Videos for Change is a flexible learning opportunity designed to help educators plan and run an engaging, project-based experience, in person or online. The program understands the critical role schools play in supporting young people to be active citizens and leaders.

Can one-minute videos really change the world? Year 10 student at St Clare’s Catholic High School in Taree, Yolanta Guthridge and Makayla Harris, believe so.

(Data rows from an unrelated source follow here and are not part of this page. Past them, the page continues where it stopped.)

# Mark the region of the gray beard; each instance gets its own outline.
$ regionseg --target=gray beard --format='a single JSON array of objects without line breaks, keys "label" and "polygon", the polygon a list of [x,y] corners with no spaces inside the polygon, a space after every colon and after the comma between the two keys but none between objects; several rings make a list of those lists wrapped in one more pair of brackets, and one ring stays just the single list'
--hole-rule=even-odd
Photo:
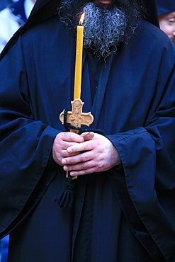
[{"label": "gray beard", "polygon": [[[125,11],[115,6],[110,8],[104,5],[97,6],[94,3],[89,2],[84,4],[81,11],[85,12],[84,47],[98,57],[106,58],[112,52],[115,52],[118,44],[127,42],[137,26],[136,18],[131,26]],[[77,16],[80,17],[80,13],[77,14],[74,21],[65,14],[60,13],[60,16],[61,21],[73,27],[76,35]]]},{"label": "gray beard", "polygon": [[111,8],[98,7],[94,3],[88,3],[83,8],[84,47],[98,57],[106,57],[115,52],[119,42],[125,40],[127,19],[125,13],[117,7]]}]

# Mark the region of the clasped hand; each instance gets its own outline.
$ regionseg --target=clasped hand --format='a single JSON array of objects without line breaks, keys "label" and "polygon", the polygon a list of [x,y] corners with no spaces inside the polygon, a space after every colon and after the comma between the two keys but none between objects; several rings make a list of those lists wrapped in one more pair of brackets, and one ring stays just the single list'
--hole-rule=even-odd
[{"label": "clasped hand", "polygon": [[111,142],[94,132],[81,135],[59,133],[54,141],[52,154],[55,161],[72,176],[104,171],[120,163]]}]

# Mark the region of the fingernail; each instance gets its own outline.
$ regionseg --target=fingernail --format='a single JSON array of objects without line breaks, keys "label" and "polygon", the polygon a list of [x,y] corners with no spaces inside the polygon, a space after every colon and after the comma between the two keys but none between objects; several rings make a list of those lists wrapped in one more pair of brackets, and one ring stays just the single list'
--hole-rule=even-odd
[{"label": "fingernail", "polygon": [[67,153],[72,153],[72,149],[67,148]]}]

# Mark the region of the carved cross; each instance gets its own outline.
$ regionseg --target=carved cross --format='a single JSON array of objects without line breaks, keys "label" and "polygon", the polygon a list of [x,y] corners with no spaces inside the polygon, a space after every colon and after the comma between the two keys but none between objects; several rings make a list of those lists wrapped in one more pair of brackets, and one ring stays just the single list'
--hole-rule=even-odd
[{"label": "carved cross", "polygon": [[[76,98],[72,103],[72,111],[68,111],[67,115],[67,123],[71,124],[76,127],[81,127],[81,125],[89,126],[94,121],[94,117],[89,113],[82,113],[83,105],[84,102],[82,102],[81,99]],[[64,113],[63,110],[60,115],[60,120],[64,124]],[[71,129],[70,132],[78,133],[79,130]],[[66,177],[68,178],[68,171],[67,171]],[[77,176],[74,176],[72,179],[76,179]]]},{"label": "carved cross", "polygon": [[[91,112],[82,113],[84,102],[79,98],[76,98],[71,103],[72,111],[67,112],[67,123],[76,127],[81,127],[81,125],[89,126],[94,121],[94,117]],[[64,123],[64,111],[60,113],[60,120]],[[72,129],[71,132],[78,133],[79,130]]]}]

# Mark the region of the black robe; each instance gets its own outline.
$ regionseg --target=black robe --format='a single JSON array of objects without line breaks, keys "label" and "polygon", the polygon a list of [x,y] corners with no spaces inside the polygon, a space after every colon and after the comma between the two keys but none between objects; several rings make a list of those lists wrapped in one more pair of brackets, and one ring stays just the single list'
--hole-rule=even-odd
[{"label": "black robe", "polygon": [[78,178],[74,206],[64,209],[53,199],[65,172],[51,152],[64,131],[59,114],[71,109],[75,47],[55,15],[20,35],[0,62],[0,232],[11,232],[10,261],[172,261],[174,47],[141,22],[103,62],[94,101],[96,64],[84,50],[84,111],[123,168]]}]

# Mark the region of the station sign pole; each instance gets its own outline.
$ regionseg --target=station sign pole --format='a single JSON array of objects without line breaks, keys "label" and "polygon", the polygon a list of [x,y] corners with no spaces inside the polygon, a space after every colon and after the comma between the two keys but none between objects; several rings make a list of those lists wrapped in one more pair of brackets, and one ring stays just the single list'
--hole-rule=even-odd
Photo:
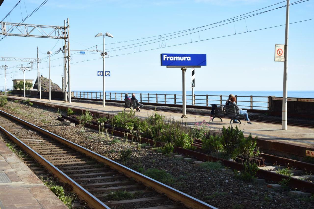
[{"label": "station sign pole", "polygon": [[195,98],[194,97],[194,87],[195,87],[195,68],[191,68],[191,85],[192,86],[192,105],[195,105]]},{"label": "station sign pole", "polygon": [[182,116],[181,118],[187,118],[187,94],[185,91],[185,71],[187,68],[181,68],[182,71]]},{"label": "station sign pole", "polygon": [[[200,68],[206,65],[206,54],[161,54],[160,65],[167,66],[167,68],[181,68],[182,71],[182,116],[187,118],[187,95],[185,91],[185,71],[187,68]],[[192,72],[192,71],[191,71]],[[192,74],[192,76],[193,75]],[[194,100],[194,82],[192,80],[192,104]]]},{"label": "station sign pole", "polygon": [[289,5],[290,0],[287,0],[287,8],[286,12],[286,30],[284,39],[284,87],[282,96],[282,129],[287,129],[288,120],[288,40],[289,33]]}]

They created some striking productions for the Videos for Change competition that also feature their classmates Cooper Twemlow, Ryan Stewart, Medinah Wells and Cassidy Donovan.

https://australia.videosforchange.org/voting/4e67772e-a7e6-4f48-b37b-4c77dfb2459c

Yolanta’s motivation was youth mental health.

“Even in this day and age, when mental illnesses are so often a topic of conversation, for most people, there is still a lack of awareness,” Yolanta says. “You only have to look as far as our school grounds, where people jokingly ask, ‘are you OK?’, without pausing to consider that the answer may actually be no, and if so, what they can do about that.

“Many people think they will know what to do when they are in that situation, unaware that there is a possibility that they already are, and by failing to take the first step and start a conversation, they are proving that they don’t know what to do.”

Neither Yolanta nor Makayla study videography at St Clare’s but they set out making the videos with the aim of challenging people to realise that perhaps they are not as informed as they think.

“Every day, we hear stories of young people who have gone above and beyond, inspiring others and changing the world,” Yolanta says. “Everyone is constantly saying to us ‘it’s your generation that are going to create tomorrow’s world’.

“As a young person, it can feel different to make a change. When so few people listen to us, it makes us feel powerless. An opportunity like Videos for Change allows us to raise our voices and make a real difference to the world of which we are one day going to be the caretakers.”

St Clare’s teacher Todd Curtis is encouraging people to vote once they watch the video.

“You can vote as many times as you like,” Mr Curtis says. “This was the only entry from St Clare’s. It is not something they were required to do for school, it’s just something they wanted to do to make a difference.

“They are a really great group of students, but Makayla and Yolanta were the driving force towards the creation of the video.”

Videos for Change is a platform for young people to develop confidence, practise social advocacy and build valuable 21st-century skills. They do this through the sharing of one-minute videos. Nominations closed on 21 September and voting closes on 2 November.